Another email exchange, from later in 2015, further details Monsanto’s efforts to combat the IARC’s message, including placing pro-glyphosate ads and op-eds in US media – the company explored using a “medical doctor” to pen an article – and preparing a letter to send to lawmakers.
The company also paid consultants to draft a letter accusing the IARC of dealing in “bunk science,” which it planned to be ‘ghostwritten’ under the name of Congressman Rob Aderholt (R-AL) and addressed to the director of the National Institutes for Health (NIH), a public health research agency and the IARC’s biggest funder. In the draft letter, the congressmen would have threatened a reassessment of the NIH’ s budget if it didn’t take the proper line on glyphosate.
While Aderholt did request the NIH to review IARC’s glyphosate work in a letter that echoed some points in the ghostwritten draft, he ultimately did not use the template letter supplied by Monsanto.

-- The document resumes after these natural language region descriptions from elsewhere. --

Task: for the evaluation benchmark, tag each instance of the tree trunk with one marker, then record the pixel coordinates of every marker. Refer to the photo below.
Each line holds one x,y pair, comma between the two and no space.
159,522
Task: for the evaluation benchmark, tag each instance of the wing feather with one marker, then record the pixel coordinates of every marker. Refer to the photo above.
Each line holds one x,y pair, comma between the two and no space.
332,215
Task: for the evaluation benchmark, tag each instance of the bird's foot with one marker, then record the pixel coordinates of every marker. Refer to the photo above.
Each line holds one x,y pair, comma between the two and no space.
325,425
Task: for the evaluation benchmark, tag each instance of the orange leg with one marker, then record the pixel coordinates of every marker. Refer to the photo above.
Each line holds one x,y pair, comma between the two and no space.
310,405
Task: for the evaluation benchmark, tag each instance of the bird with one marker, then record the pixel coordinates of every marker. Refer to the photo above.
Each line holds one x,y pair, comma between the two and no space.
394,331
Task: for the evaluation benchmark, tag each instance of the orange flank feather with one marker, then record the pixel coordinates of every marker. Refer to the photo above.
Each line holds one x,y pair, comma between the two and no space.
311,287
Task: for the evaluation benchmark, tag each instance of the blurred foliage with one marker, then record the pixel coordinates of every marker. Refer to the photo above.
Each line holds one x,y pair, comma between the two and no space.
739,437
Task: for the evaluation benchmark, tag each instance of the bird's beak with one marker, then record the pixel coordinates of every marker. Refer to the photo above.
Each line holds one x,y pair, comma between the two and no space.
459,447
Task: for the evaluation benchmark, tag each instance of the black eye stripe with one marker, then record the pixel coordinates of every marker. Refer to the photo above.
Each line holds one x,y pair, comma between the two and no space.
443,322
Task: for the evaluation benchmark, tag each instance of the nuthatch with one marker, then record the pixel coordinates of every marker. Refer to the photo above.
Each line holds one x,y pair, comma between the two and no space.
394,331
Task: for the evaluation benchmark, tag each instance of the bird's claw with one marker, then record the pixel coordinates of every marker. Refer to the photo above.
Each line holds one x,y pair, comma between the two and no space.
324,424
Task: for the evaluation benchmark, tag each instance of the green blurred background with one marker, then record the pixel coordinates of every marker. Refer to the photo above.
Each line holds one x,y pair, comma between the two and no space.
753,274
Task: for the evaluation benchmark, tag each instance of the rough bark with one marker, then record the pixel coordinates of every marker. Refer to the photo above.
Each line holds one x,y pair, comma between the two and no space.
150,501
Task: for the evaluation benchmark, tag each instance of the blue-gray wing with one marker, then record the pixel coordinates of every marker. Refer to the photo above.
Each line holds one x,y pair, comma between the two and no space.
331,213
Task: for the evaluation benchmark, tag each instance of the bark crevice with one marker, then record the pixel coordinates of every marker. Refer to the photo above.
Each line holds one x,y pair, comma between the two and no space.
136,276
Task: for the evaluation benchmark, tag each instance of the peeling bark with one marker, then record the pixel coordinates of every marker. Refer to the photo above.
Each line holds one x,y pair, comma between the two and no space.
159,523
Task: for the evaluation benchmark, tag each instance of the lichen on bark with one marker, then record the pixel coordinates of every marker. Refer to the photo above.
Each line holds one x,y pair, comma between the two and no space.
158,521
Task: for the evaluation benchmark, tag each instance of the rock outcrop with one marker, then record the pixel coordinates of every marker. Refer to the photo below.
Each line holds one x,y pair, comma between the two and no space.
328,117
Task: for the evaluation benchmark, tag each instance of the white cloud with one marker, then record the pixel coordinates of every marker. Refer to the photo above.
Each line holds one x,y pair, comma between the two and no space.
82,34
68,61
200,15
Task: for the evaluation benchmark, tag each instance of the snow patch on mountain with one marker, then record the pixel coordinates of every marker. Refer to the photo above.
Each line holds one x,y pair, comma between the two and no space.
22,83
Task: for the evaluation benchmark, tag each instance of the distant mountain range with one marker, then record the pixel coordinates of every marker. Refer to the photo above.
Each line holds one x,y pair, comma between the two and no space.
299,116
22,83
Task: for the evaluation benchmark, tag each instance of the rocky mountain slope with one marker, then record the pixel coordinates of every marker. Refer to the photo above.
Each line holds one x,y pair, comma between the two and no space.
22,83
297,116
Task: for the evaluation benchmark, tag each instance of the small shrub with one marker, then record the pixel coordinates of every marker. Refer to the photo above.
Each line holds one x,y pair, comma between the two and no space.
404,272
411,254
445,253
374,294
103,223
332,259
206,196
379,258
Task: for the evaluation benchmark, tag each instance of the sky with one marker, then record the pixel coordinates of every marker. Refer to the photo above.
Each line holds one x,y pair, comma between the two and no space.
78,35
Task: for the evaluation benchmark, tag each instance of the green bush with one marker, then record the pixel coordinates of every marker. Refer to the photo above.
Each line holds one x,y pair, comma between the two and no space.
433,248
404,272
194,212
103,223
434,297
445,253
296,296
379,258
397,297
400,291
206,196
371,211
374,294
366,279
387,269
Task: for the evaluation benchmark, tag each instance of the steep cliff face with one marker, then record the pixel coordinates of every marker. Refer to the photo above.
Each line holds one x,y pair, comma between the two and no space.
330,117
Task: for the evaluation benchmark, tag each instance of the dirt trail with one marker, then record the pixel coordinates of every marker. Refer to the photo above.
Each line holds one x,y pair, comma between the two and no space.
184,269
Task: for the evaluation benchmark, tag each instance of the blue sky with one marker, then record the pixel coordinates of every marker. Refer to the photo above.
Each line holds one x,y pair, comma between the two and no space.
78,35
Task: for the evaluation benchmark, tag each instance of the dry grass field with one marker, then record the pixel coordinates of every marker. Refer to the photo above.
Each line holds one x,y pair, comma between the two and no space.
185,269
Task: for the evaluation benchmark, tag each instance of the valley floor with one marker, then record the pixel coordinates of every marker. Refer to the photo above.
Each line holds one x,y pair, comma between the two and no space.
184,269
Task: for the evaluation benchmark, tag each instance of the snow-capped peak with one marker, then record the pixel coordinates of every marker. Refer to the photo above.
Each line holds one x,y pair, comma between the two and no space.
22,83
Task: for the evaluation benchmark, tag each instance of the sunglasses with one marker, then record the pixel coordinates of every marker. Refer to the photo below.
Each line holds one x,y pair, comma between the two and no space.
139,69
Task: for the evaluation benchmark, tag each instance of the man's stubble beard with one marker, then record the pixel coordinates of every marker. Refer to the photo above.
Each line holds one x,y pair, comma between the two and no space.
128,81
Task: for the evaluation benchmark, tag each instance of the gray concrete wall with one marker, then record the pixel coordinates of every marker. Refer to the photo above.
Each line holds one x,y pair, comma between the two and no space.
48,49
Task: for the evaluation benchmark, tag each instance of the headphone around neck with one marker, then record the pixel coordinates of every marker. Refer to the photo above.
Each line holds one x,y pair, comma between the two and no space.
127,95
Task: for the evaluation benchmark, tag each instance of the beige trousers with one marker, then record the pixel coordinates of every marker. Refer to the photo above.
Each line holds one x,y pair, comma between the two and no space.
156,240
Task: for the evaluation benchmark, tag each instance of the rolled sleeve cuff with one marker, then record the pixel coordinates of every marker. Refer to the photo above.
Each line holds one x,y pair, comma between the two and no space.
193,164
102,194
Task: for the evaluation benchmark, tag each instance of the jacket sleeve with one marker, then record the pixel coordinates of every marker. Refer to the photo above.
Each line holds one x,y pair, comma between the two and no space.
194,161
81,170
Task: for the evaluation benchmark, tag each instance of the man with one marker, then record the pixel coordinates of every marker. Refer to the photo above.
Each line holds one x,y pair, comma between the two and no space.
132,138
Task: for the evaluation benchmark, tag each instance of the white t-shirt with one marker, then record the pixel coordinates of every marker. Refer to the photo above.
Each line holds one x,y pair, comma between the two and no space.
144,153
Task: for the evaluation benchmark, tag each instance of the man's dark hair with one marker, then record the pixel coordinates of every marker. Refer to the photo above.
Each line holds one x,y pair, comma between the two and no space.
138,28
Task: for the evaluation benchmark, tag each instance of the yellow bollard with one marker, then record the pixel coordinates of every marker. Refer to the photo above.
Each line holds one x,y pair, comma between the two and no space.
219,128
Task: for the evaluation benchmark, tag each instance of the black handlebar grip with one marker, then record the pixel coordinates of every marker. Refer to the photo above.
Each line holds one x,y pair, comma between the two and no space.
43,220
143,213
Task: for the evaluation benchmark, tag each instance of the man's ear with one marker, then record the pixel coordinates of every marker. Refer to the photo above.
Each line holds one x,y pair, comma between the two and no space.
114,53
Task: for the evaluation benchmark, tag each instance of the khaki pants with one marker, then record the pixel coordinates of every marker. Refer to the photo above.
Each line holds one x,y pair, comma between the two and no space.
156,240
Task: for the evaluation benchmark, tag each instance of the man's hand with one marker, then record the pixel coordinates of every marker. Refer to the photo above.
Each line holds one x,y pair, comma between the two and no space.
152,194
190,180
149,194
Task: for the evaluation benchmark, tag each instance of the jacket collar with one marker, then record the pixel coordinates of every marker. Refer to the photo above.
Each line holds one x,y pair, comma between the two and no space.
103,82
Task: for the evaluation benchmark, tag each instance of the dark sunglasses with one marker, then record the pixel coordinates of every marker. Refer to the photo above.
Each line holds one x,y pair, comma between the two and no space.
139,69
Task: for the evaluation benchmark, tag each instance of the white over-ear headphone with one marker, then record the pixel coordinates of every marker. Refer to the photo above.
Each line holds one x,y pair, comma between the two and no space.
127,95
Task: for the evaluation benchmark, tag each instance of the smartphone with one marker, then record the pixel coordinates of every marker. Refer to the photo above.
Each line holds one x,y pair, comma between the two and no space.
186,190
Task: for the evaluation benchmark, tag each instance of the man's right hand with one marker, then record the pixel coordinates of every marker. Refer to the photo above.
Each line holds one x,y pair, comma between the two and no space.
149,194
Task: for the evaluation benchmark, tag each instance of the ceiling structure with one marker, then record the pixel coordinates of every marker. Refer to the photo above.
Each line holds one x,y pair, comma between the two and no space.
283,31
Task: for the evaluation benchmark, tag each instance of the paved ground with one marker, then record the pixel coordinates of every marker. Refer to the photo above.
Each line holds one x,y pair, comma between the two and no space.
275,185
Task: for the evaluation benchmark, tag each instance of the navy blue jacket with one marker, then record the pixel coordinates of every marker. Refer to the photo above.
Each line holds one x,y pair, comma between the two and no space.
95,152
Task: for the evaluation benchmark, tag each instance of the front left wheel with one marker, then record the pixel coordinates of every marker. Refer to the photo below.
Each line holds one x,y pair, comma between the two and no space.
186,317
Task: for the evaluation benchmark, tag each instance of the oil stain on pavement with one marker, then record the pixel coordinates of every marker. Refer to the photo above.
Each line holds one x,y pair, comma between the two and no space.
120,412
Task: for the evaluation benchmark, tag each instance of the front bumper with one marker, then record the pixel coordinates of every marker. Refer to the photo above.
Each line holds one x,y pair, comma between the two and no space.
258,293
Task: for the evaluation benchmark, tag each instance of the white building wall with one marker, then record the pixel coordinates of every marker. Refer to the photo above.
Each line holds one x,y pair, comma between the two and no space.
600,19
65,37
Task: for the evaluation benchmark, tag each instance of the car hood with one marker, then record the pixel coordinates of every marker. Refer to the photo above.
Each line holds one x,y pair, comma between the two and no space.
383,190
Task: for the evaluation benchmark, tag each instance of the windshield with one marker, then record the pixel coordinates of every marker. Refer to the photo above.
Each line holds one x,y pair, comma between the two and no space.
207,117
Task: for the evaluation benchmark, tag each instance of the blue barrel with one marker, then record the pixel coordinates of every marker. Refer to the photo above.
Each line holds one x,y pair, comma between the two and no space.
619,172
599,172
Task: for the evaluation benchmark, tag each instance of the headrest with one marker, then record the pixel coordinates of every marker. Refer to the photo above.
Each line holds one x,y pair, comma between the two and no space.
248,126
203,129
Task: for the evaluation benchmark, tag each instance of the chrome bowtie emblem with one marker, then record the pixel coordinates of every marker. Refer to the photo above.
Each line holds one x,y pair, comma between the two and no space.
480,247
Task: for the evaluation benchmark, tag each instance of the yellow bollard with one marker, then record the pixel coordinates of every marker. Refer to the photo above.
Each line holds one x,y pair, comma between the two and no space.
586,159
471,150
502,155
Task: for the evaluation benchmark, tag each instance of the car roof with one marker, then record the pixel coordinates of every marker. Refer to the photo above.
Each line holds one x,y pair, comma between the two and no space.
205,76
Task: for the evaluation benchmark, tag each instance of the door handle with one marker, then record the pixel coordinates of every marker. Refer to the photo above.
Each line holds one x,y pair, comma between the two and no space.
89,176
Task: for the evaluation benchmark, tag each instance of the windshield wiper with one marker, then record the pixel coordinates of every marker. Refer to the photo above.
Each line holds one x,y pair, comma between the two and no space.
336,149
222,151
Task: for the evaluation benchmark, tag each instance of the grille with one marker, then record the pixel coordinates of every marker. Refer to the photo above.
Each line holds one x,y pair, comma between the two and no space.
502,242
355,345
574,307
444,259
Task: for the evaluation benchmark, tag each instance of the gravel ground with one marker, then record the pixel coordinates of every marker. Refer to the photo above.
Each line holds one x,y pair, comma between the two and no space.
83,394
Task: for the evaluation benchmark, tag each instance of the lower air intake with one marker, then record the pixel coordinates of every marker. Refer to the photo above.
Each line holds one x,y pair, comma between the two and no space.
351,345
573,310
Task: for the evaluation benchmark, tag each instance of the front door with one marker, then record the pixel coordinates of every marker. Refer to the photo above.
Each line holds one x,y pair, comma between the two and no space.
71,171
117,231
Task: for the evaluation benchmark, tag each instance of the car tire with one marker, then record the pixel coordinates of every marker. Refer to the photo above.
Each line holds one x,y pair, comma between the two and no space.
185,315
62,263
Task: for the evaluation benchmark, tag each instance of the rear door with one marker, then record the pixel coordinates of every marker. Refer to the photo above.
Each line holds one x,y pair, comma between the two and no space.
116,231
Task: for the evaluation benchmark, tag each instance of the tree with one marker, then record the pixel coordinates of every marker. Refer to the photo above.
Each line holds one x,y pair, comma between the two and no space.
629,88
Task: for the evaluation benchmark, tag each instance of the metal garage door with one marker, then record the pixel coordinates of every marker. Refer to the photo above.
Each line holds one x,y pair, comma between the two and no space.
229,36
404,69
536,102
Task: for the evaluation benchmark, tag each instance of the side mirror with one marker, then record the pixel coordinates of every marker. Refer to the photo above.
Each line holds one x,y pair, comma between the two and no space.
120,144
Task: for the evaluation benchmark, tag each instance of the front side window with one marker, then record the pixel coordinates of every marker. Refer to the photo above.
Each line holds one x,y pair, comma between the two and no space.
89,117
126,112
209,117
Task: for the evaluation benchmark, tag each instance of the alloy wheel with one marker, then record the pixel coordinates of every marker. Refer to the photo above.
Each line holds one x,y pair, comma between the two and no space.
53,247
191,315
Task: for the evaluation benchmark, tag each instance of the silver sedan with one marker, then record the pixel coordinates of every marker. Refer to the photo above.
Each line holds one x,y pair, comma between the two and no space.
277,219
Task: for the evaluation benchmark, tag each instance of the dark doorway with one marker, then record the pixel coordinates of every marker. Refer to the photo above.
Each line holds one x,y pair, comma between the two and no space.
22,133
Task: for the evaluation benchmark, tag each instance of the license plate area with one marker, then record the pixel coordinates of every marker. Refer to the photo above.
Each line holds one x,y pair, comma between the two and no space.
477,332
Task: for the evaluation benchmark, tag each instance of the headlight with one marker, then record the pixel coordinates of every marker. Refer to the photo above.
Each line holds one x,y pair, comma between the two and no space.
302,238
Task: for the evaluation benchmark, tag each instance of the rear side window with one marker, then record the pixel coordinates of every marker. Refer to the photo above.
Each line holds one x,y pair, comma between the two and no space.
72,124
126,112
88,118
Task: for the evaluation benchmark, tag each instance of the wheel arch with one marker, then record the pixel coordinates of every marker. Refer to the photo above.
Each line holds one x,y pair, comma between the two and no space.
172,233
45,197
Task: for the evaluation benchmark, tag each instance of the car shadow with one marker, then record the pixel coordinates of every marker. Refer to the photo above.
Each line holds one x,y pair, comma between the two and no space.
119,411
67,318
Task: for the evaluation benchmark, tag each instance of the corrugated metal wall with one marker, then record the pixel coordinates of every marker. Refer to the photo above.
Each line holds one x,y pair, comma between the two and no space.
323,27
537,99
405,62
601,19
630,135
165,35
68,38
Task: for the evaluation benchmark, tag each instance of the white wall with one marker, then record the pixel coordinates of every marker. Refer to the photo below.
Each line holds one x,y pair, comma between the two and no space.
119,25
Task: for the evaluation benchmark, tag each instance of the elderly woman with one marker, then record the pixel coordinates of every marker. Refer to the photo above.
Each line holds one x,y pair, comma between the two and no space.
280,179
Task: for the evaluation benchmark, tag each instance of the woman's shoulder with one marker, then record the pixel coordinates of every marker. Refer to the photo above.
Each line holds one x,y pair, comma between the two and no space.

However, a Monsanto consultant, Todd Rands, argued during a court deposition that such ghostwriting is “common practice in Washington.”
How US regulators embrace toxic pesticides & the corporations that make them
Other lawmakers also worked in tandem with the company’s IARC counter-campaign, including congressmen Jason Chaffetz (R-UT), Trey Gowdy (R-SC) and Lamar Smith (R-TX, now retired), and the firm coordinated closely with Republican members of congressional committees, such as the Oversight and Science panels.
In 2018, Smith, as chair of the House Science Committee, devoted an entire committee meeting to questioning the IARC, particularly on the issue of glyphosate, and later sent letters to researchers in Norway demanding they “correct the flaws in IARC.”
A second set of recently published litigation records also revealed that Monsanto contracted with corporate intelligence outfit Hakluyt to observe and confer with Washington lawmakers, perhaps worried some may break ranks. Reassuring the firm, a White House policy adviser told Hakluyt. “We have Monsanto’s back on pesticide regulation” and that “Monsanto need not fear any additional regulation from this administration.”
Silencing the critics
Yet another trove of documents obtained by The Guardian earlier this month, however, shows that Monsanto went far beyond lobbying congress and other government agencies. In its efforts to combat reporting on the dangers of glyphosate, the company created a “fusion center” to monitor journalists and activists, and developed a “multi-pronged” strategy to smear inconvenient critics.
Austria becomes first EU country to ban glyphosate weedkiller
In one case, the firm distributed “talking points” to “third parties” in order to counter reporter Carey Gillam’s 2017 book – ’Whitewash: The Story of a Weed Killer, Cancer, and the Corruption of Science’ – and instructed “industry and farmer customers” on how to leave negative reviews on her work. The company maintained a “Carey Gillam Book” spreadsheet which detailed over 20 separate “actions” devoted to tarnishing the work before its publication.
Monsanto also paid Google to promote search results critical of Gillam’s book, while staff at the company discussed putting pressure on the reporter’s editors, hoping to get her “reassigned.”
“I’ve always known that Monsanto didn’t like my work … and worked to pressure editors and silence me, but I never imagined a multi-billion dollar company would actually spend so much time and energy and personnel on me,” Gillam told The Guardian. “It’s astonishing.”
The so-called fusion center also closely tracked other activists, including the Twitter activity of musician Neil Young, a longtime critic of the agri-giant, and even “evaluated the lyrics” on one of his albums to develop “a list of 20+ potential topics he may target.”
Despite the growing body of research indicating that glyphosate poses health risks, and a number of court settlements rewarding plaintiffs alleging the same, Roundup in its current form remains legal in the United States. As long as Monsanto ghostwrites scientific research with its own bottom line in mind, and keeps former lawmakers – such as Lamar Smith – on retainer as lobbyists, it just might stay that way.